Dir: Anders Thomas Jensen (15 116 mins)
A superbly dark revenge comedy that mingles grief, coincidence and Taken-esque bloodletting, with Mads Mikklesen magnetically watchable as a grieving husband struggling to communicate with his daughter. A regular collaborator with writer/director Jensen, Mikkelsen has previously appeared in the likes of offbeat comedy Men And Chicken, pitch-dark drollfest Adam’s Apples, wayward heist drama Flickering Lights and cannibal comedy The Green Butchers. Each of these films has a certain indefinable quality, tonally shifting throughout but remaining brilliantly whole. Mikkelsen responds superbly to Jensen’s leftfield dramas – packed full of surprise, humour and gasps, taking narrative risks where few would fear to tread.
In this latest collaboration, Mikkelsen plays a soldier whose wife is killed in a train accident. Subsequently, he is led by a trio of eccentric statisticians to believe this was no unfortunate coincidence, but an assassination of a member of the Riders Of Justice gang, who was going to testify against their leader and now has been silenced. Nikolaj Lie Kaas is the gentle statistician who gave up his seat in the train for Mikkelsen’s wife – a move that killed her. Attempting to make amends, he finds a link to the train accident and the gang and sets Mikkelsen on a path of vengeance, along with his quarreling associates: an excellent Lars Brygmann and Nicolas Bro, also Jensen film regulars.
Mikkelsen’s daughter Mathilde (Andrea Heicke Gadeberg) wants her father to deal with the grief in which they are both embroiled. She tries to search for some meaning or connection, tracing the day’s events back to the theft of her bike; he, though, is stoic, cold, channeling his anger at losing his wife into violence against the gang who apparently caused her senseless death. Brilliantly skating over many themes – masculinity, abuse, impotent rage – Jensen’s film is also surprisingly tender and moving.
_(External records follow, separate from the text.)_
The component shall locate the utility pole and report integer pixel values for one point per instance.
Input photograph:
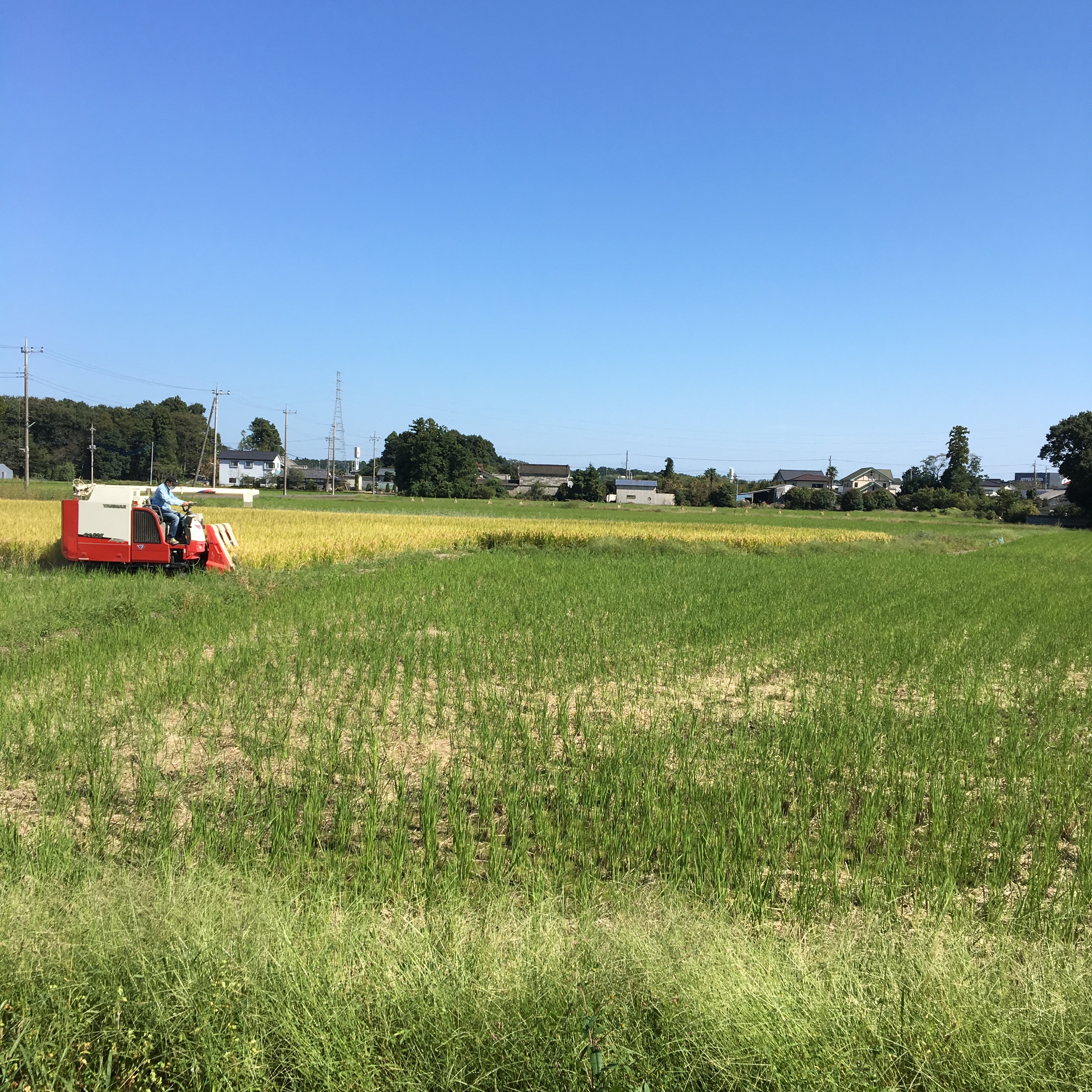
(216, 435)
(332, 460)
(286, 412)
(27, 411)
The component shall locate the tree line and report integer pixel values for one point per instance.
(124, 437)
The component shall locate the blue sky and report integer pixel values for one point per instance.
(740, 235)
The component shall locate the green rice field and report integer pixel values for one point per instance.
(623, 816)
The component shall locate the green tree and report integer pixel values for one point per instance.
(588, 485)
(1070, 448)
(957, 475)
(878, 499)
(723, 495)
(433, 461)
(264, 436)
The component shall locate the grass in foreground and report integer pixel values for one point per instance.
(813, 818)
(205, 982)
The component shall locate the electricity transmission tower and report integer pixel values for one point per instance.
(337, 438)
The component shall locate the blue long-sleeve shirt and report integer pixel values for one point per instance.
(164, 498)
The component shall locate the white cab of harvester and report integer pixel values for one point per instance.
(105, 511)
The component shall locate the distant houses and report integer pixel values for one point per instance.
(236, 465)
(809, 480)
(549, 476)
(870, 478)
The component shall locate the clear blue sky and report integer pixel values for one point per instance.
(747, 235)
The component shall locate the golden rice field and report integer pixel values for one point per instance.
(277, 539)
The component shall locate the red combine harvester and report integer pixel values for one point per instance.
(114, 526)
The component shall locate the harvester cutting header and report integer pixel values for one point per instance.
(118, 526)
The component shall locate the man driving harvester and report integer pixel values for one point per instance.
(162, 500)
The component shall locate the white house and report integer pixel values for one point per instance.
(641, 492)
(236, 465)
(870, 478)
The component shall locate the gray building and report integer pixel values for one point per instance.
(551, 476)
(641, 492)
(809, 480)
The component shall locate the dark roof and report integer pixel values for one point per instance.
(867, 470)
(800, 476)
(543, 470)
(251, 457)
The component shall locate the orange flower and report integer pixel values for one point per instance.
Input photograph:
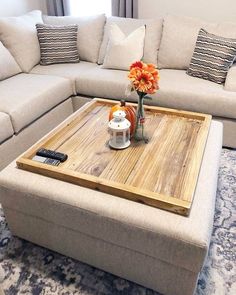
(137, 64)
(144, 77)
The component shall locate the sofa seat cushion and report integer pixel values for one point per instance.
(6, 129)
(8, 66)
(26, 97)
(171, 238)
(105, 83)
(71, 71)
(19, 35)
(181, 91)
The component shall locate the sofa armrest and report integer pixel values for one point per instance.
(230, 82)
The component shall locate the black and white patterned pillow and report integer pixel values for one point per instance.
(212, 57)
(58, 44)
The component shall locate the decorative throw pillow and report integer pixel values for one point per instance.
(212, 57)
(152, 41)
(58, 44)
(123, 50)
(90, 33)
(8, 66)
(18, 34)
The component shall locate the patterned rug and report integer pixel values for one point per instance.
(30, 269)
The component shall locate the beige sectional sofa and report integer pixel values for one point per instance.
(35, 98)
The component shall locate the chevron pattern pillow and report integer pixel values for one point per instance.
(58, 44)
(212, 57)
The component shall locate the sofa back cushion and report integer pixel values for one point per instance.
(58, 44)
(8, 66)
(90, 32)
(179, 39)
(128, 25)
(19, 35)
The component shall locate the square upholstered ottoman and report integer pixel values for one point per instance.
(155, 248)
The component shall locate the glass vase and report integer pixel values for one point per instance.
(139, 134)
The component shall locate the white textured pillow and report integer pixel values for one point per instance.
(128, 25)
(90, 33)
(123, 50)
(8, 66)
(19, 36)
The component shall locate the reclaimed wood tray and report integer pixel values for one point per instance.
(162, 173)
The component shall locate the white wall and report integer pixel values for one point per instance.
(210, 10)
(18, 7)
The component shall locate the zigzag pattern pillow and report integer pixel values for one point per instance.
(212, 57)
(58, 44)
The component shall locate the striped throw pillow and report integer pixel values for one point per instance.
(58, 44)
(212, 57)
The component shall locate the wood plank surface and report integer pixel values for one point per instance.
(162, 173)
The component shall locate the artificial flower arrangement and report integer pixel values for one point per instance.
(144, 80)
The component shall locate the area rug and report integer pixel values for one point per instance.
(30, 269)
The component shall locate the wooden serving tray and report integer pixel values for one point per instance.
(162, 173)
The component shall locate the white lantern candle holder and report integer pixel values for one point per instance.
(119, 129)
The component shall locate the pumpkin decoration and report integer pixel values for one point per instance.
(129, 111)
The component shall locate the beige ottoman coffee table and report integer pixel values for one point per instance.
(150, 246)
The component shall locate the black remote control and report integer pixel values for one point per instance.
(52, 154)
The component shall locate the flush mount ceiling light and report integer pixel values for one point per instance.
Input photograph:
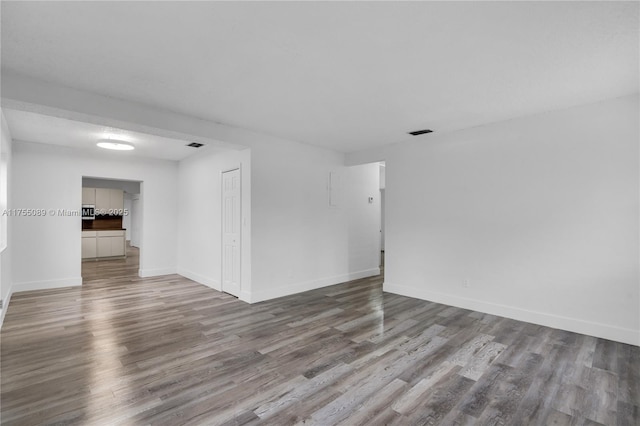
(115, 144)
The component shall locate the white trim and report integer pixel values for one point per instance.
(245, 296)
(605, 331)
(146, 273)
(5, 306)
(200, 279)
(46, 285)
(310, 285)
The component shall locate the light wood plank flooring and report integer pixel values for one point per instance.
(167, 351)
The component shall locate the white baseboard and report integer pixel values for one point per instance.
(145, 273)
(47, 284)
(245, 296)
(5, 305)
(274, 293)
(618, 334)
(200, 279)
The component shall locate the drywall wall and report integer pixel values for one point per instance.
(46, 249)
(5, 195)
(538, 214)
(200, 217)
(299, 241)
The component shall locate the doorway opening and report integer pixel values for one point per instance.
(383, 184)
(231, 229)
(111, 228)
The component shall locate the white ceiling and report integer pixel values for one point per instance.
(33, 127)
(344, 75)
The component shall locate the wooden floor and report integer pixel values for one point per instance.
(125, 350)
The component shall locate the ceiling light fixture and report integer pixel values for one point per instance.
(115, 144)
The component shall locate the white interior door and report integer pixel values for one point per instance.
(135, 220)
(231, 232)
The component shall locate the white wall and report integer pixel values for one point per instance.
(5, 194)
(299, 242)
(200, 217)
(540, 214)
(46, 250)
(363, 217)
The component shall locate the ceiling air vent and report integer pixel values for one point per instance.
(420, 132)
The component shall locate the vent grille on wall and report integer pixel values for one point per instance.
(420, 132)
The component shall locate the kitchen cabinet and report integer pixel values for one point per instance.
(88, 195)
(109, 200)
(97, 244)
(110, 243)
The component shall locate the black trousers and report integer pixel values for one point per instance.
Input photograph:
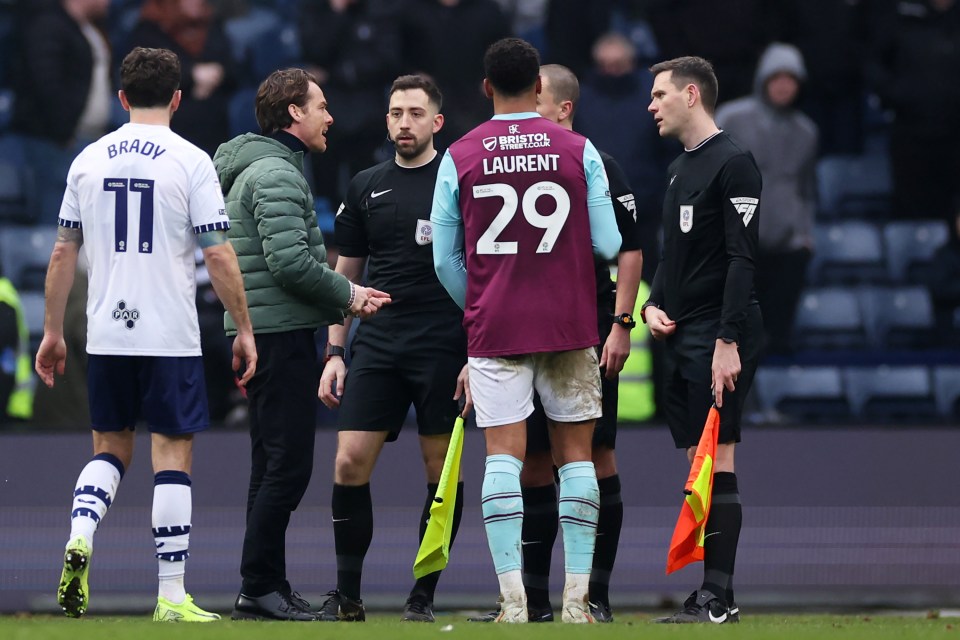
(283, 416)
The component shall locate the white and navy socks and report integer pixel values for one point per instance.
(172, 512)
(96, 487)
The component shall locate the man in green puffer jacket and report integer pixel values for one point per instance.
(290, 292)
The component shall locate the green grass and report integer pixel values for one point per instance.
(451, 626)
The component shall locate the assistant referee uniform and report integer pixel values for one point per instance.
(413, 350)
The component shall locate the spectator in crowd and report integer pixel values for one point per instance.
(783, 141)
(833, 36)
(352, 47)
(190, 29)
(572, 28)
(446, 39)
(944, 284)
(62, 88)
(730, 34)
(918, 45)
(610, 92)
There may be neck breaks but they happen amidst musings on the human soul.
Impossible to classify but incredibly good, this is another Mikkelsen performance to savour: buttoned down and scary but also ripe with melancholy. His erstwhile unlikely gang of friends, the excellent supporting cast, make Riders Of Justice a companion piece to the fantastic Another Round. Philosophical, often very funny and tense, this is well worth mounting up for.